System Design Masterclass
collaborationcrdtoperational-transformreal-timewebsocketsadvanced

Design Collaborative Editing System

Design real-time collaborative editing like Notion or Google Docs

Millions of documents, 100+ editors per document|Similar to Google Docs, Notion, Figma, Dropbox Paper, Microsoft Office Online, Coda|45 min read

Summary

Collaborative editing lets many people type in the same document at the same time. Think of Google Docs - you and your friend can both write in the same document, and you see each other's changes instantly. The hard part is: what happens when two people type at the exact same spot? Someone types "cat" and someone else types "dog" at position 5 - we cannot just pick one and lose the other person's work. This is called conflict resolution. There are two ways to solve this: OT (Operational Transformation) used by Google Docs, and CRDTs (a special data structure that merges automatically) used by Figma. Companies like Google, Notion, and Figma ask this question in interviews.

Key Takeaways

Core Problem

The main job is to let many people type in the same document at the same time. Everyone should see each other's changes right away, and nobody's work should get lost.

The Hard Part

When two people type at the exact same spot at the exact same time, we cannot just pick one and throw away the other. We need a smart way to keep both changes.

Scaling Axis

Each document can be handled by one server. Most documents have 1-3 people editing. The hard part is popular documents with 100+ people editing at once.

Critical Invariant

Everyone must end up with the exact same document. If Alice sees Hello World and Bob sees Hello Earth - that is a critical bug. All users must converge to the same content.

Performance Requirement

When you type, you should see your letter instantly (under 16 milliseconds). When someone else types, you should see it within half a second.

Key Tradeoff

OT is simpler and needs a central server to decide order. CRDTs are more complex but work without a server - great for offline editing.

Design Walkthrough

Problem Statement

The Question: Design a document editing app like Google Docs or Notion where many people can type in the same document at the same time.

What the app needs to do (most important first):

  1. 1.Real-time editing - When Alice types something, Bob should see it appear on his screen right away (within half a second).
  2. 2.Handle conflicts - If Alice and Bob both type at the same spot at the same time, keep BOTH of their changes. Do not throw away anyone's work.
  3. 3.Show who is editing - Show colored cursors so you can see where other people are typing.
  4. 4.Work offline - If your internet goes out, you can keep typing. When internet comes back, your changes sync up.
  5. 5.Version history - Save every change so users can go back in time and see what the document looked like yesterday.
  6. 6.Support formatting - Let users make text bold, italic, add headers, bullet points, etc.

What to say first

Before I start designing, I need to understand the conflict resolution requirements. The key question is: when two users type at the same position at the same time, what should happen? This single question determines our entire architecture.

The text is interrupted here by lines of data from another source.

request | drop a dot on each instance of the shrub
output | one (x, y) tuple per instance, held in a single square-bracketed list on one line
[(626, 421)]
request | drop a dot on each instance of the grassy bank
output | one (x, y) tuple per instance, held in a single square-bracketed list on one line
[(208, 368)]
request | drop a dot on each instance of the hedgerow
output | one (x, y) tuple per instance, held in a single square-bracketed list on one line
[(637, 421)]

What the interviewer really wants to see: - Do you understand why simple approaches (like just saving the last person's changes) do not work? - Can you explain how OT or CRDTs solve the conflict problem? - Do you know the difference between OT (needs a server) and CRDT (works without server)? - How do you handle someone who was offline for an hour and then reconnects?

Clarifying Questions

Before you start designing, ask questions to understand what you are building. Good questions show the interviewer you think before you code.

Question 1: How many people edit at once?

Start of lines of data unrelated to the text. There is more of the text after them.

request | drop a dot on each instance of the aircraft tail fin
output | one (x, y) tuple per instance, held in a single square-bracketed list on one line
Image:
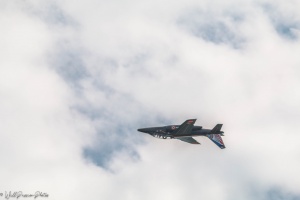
[(215, 136)]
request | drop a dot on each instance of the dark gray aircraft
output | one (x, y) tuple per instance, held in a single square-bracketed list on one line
[(186, 131)]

How many people will be editing the same document at the same time? Is it usually 2-3 friends, or could it be 1000 people in a company meeting?

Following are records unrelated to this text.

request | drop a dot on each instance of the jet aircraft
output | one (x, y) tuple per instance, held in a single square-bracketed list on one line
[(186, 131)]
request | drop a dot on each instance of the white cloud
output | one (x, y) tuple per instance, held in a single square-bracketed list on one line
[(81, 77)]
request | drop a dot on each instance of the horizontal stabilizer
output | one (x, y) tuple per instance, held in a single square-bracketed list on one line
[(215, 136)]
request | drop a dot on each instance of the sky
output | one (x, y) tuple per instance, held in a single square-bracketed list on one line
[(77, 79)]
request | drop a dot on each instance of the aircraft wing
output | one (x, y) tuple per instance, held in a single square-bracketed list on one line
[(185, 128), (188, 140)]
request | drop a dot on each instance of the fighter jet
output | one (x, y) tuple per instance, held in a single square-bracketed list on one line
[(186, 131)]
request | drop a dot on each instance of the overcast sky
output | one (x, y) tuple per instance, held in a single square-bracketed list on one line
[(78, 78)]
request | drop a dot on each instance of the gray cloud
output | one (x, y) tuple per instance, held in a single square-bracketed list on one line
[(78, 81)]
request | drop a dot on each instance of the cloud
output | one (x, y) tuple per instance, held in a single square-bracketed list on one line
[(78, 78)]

Why ask this: If only 2-3 people edit together, the design is simpler. If 1000 people edit the same document, we need special handling.

What interviewers usually say: Most documents have 2-5 editors. But some popular documents (like company announcements) might have 100+ people editing.

How this changes your design: We design for the common case (2-5 editors) but need to handle the rare case (100+ editors) without crashing.

Question 2: Plain text or fancy formatting?

Is this plain text like Notepad, or rich text with bold, italic, headers, and bullet points like Google Docs?

Why ask this: Plain text is much simpler - you just track character positions. Rich text needs to track formatting ranges (which characters are bold).

What interviewers usually say: Rich text with formatting, like Google Docs.

How this changes your design: We need to handle formatting conflicts too. What if Alice makes text bold while Bob deletes it?

Question 3: Do we need offline support?

Should people be able to edit when they have no internet? If yes, what happens when they reconnect?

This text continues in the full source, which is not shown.